Precisamente la gloria del éxito surrealista, Tim Burton, se hará cargo de la adaptación de Dumbo (2017), una película difícil de imaginar sin la animación de por medio, a menos que las manos del cineasta estén involucradas. Cuentos que encierran, en el mayor de los casos, deprimentes significados que consiguen una felicidad pasmosa en los infantes: príncipes azules frente a terribles madrastras que destrozan sueños, la lejanía del hogar que empuja a una vida pavorosa, la hija rebelde que hace cara al padre y sale escaldada, la discriminación del diferente, el mal final de la ambición… Pero en 2016, los cuentos que encierran una ‘subliminal’ moraleja, han logrado renovarse con savia, no tan nueva, pero si joven y vital. De hecho, el director de las dos últimas películas de la saga Crepúsculo, Bill Condon, será el encargado de acercar a los adultos el cuento de La Bella y la Bestia (2017), protagonizado por Emma Watson (protagonista de Harry Potter), que mostraba al enterarse el mismo entusiasmo que la soñadora de Disney a la que encarnará. De esta forma, las sagas adolescentes más famosas de los últimos años quedarán representadas por director y actriz bajo un título del legendario de la animación.

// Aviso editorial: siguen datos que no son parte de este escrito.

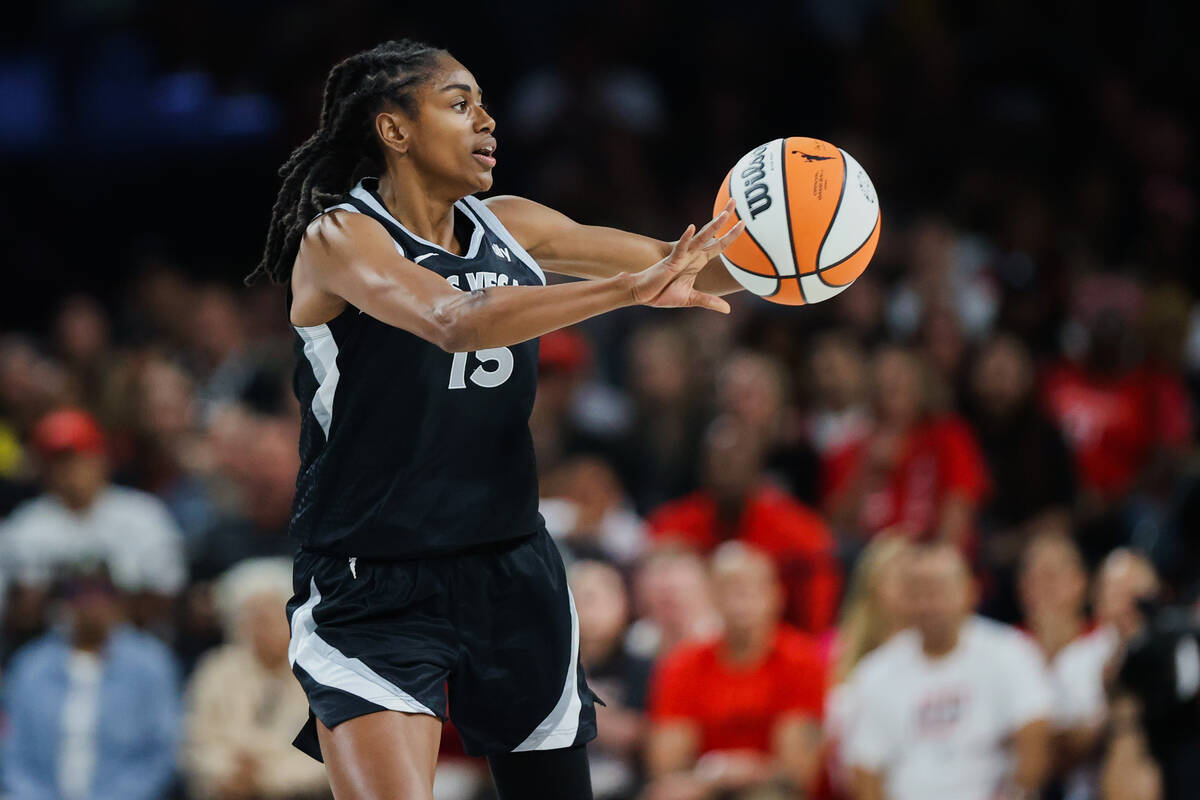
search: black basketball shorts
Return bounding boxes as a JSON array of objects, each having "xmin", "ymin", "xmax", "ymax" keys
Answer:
[{"xmin": 288, "ymin": 529, "xmax": 596, "ymax": 760}]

También El libro de la Selva (2016) será llevado a la gran pantalla de nuevo, y se estrenará en breve, tratándose quizás del proyecto más difícil que la fábrica de sueños encara, por la complicada asociación de elenco de actores humanos y personajes: Bill Murray será Baloo, Idris Elba dará vida al tigre Shere Khan, y Scarlett Johansson se convertirá en la serpiente Kaa. Sin duda, ya empieza a dibujarse, aunque sea en la imaginación y de una forma abstracta, una superproducción que, con seguridad, traspasará muchas fronteras. Blancanieves y la Leyenda del Cazador (2012) o Cenicienta son algunos de los taquillazos de elenco humano que Disney ya lleva en su historia, a los que podrían añadirse otros que suenan como Mulan o Pocahontas, que sin duda serían las que más público en potencia reunirían, por el contenido realista de las cintas unido al de la retrospectiva de la infancia. Y es que Disney ha conseguido acabar con el mito de que todo remake es peor que su antecesor, con una regla simple y efectiva: dirigirlo, también, a un público diferente, que cuenta con el desconocimiento del clásico o con la añoranza del mismo, apoyándose en los efectos digitales que la época les ofrece y en una visión nueva de la historia que conserva con fidelidad la esencia de su origen. En todo caso, un incentivo para las nuevas adaptaciones, que podrán hacernos participes de qué parte hubo de sustantividad en aquel ‘fueron felices y comieron perdices’.